À chaque printemps je te vois fleurir

et du regard embrasser l'herbe

qui verdit,

les eaux éclairant la mer

qui s'ouvre devant toi

et toucher du doigt les mots

car c'est par le toucher que s'embrasent, comme les allumettes,

les nobles sentiments.


Si bien que le mécanisme du monde

est plutôt simple :


Pour voir l'obscurité il suffit de fermer les yeux.


Mais le demain de la nuit, Ariane, c'est la lumière.






ÉPILOGUE À LA LUMIÈRE


(Remix)


Tu distingues à peine un petit nuage furieux

dans une fissure du ciel :


ici fleurirent d'abord tes ailes de cire

visant en vain le carquois du soleil ;

ici tremblota dans l'eau le nombril de la terre

ici de Déméter les flancs s'allumèrent

ici fut dénouée de Bérénice l'opulente chevelure

se redressa de Perséphone la poitrine obscure

ici se contracta le vagin lunaire tandis

qu'elle se donnait dans la Mer de la Tranquillité.


Tout cela nous l'avons vu miroiter à peine

comme l'aboutissement inattendu des sens.

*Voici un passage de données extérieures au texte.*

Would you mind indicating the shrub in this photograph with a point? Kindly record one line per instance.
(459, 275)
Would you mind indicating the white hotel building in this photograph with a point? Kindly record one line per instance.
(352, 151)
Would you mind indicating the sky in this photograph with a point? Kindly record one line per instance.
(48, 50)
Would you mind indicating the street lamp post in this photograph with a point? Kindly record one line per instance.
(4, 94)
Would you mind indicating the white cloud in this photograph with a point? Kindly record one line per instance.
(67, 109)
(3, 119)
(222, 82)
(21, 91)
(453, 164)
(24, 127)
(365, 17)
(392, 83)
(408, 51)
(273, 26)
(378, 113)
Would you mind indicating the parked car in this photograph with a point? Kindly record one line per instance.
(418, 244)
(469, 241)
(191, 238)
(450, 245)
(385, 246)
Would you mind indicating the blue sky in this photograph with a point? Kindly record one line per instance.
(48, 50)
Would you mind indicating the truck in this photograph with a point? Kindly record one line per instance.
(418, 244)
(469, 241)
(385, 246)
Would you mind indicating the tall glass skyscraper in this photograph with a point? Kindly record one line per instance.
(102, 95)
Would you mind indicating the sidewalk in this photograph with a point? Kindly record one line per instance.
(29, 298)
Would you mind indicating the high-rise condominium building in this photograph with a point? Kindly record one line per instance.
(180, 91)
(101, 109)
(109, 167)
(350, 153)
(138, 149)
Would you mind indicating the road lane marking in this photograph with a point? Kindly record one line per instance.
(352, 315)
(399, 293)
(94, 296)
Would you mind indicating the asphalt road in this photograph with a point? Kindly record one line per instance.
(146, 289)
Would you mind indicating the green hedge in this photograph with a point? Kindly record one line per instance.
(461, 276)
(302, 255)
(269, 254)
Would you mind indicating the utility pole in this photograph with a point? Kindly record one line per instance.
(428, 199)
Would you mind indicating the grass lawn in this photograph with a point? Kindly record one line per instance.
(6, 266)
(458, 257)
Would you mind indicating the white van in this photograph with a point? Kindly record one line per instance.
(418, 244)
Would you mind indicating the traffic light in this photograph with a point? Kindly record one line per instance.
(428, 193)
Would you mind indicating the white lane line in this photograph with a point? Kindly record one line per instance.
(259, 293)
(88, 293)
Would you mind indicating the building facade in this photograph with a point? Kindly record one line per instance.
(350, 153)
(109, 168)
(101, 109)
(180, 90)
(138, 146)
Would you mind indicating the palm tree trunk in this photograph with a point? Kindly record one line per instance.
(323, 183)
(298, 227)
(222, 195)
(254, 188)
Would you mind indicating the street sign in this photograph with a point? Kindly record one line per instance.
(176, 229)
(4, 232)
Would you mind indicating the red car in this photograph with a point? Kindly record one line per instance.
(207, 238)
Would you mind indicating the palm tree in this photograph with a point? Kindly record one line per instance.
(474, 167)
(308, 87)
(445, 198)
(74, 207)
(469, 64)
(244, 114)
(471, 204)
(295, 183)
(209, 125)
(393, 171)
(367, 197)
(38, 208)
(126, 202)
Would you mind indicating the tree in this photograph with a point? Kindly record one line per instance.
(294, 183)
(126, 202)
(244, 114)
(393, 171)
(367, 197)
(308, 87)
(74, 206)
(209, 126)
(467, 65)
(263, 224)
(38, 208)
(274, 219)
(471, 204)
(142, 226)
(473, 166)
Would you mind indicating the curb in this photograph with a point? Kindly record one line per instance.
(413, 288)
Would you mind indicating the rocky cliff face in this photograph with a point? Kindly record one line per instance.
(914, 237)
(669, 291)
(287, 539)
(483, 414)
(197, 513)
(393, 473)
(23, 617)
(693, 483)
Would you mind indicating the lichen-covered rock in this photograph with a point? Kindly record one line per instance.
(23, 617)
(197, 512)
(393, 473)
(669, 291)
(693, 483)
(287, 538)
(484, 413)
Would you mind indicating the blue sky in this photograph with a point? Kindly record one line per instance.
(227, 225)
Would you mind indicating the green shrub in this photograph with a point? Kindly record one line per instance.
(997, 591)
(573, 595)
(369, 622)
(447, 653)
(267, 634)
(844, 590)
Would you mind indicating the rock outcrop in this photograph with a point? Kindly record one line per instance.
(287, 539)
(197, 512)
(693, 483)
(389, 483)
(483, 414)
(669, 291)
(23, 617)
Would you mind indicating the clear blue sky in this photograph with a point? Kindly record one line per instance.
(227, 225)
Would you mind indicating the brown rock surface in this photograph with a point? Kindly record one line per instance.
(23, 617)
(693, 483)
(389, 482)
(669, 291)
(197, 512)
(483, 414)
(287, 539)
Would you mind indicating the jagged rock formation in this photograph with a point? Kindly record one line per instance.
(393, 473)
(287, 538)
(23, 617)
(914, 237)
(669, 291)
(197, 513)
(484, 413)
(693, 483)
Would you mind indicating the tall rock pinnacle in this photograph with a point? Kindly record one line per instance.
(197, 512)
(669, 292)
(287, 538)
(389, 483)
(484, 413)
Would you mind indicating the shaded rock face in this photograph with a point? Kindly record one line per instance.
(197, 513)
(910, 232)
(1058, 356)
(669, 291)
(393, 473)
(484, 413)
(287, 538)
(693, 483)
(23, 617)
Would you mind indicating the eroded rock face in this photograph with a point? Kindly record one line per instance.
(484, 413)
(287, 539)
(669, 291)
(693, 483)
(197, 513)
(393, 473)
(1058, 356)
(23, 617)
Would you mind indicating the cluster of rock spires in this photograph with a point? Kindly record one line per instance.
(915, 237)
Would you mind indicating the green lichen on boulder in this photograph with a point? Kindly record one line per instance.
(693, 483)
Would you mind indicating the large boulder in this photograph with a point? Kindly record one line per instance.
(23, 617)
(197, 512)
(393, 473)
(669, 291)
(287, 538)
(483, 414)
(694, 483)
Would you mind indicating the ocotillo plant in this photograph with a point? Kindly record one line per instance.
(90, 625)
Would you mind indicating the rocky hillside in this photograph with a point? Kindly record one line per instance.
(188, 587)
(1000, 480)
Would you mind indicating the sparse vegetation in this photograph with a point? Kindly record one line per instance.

Tu caches des séismes des êtres véhéments

des armées hétérodoxes avec lances et drapeaux :


Myrmidon de la nuit.


Au fond la concentrique propontide

a touché de son sang le piège des cieux perfides

dessinant des corps aux formes noires

de vases brisés

— la honte des Argiens, des Danaens la peur —

qui ancraient leur lueur

au gouvernail de la lumière.


Le passé du paysage :

un atlas intégral

mais superflu insupportablement.






CAS DE MALADIE


Affaissement

L'avantage du troisième âge, c'est qu'on n'est plus obligé de se lever quand on a debout à côté de soi un connard de vieux.


Prise de risque

Tandis que la politique se définit comme l'art du possible, l'Art pratique la politique de l'impossible.


Mémorandum

Depuis ma naissance je m'efforce de mémoriser mes mémoires.


Parcours

Dans la vie on commence poète

on termine prosateur


(Inédits)



*


Né en 1948, Dimìtris Kalokỳris a publié une trentaine d'ouvrages (fictions brèves, essais, poésie), traduit Prévert, Garcia Lorca et Borges, dirigé des revues, exposé des collages. Poète prolifique à ses débuts, dans la mouvance post-surréaliste (il vénère Embirìkos), il a réduit sa production dans ce domaine, sans pour autant changer de cap : conservant les audaces du surréalisme, il y ajoute une dose de borgesisme, partageant avec l'Argentin l'érudition, le goût du fantastique, l'ironie, l'humour. On a dit de lui qu' «il mélange les pages de l'encyclopédie comme on bat les cartes», dans un mouvement perpétuel de construction et de brouillage des pistes. Car le monde, pour Kalokỳris, est un labyrinthe et une énigme éternelle, qu'il contemple en vieux sage et en enfant émerveillé avec un sourire énigmatique lui aussi.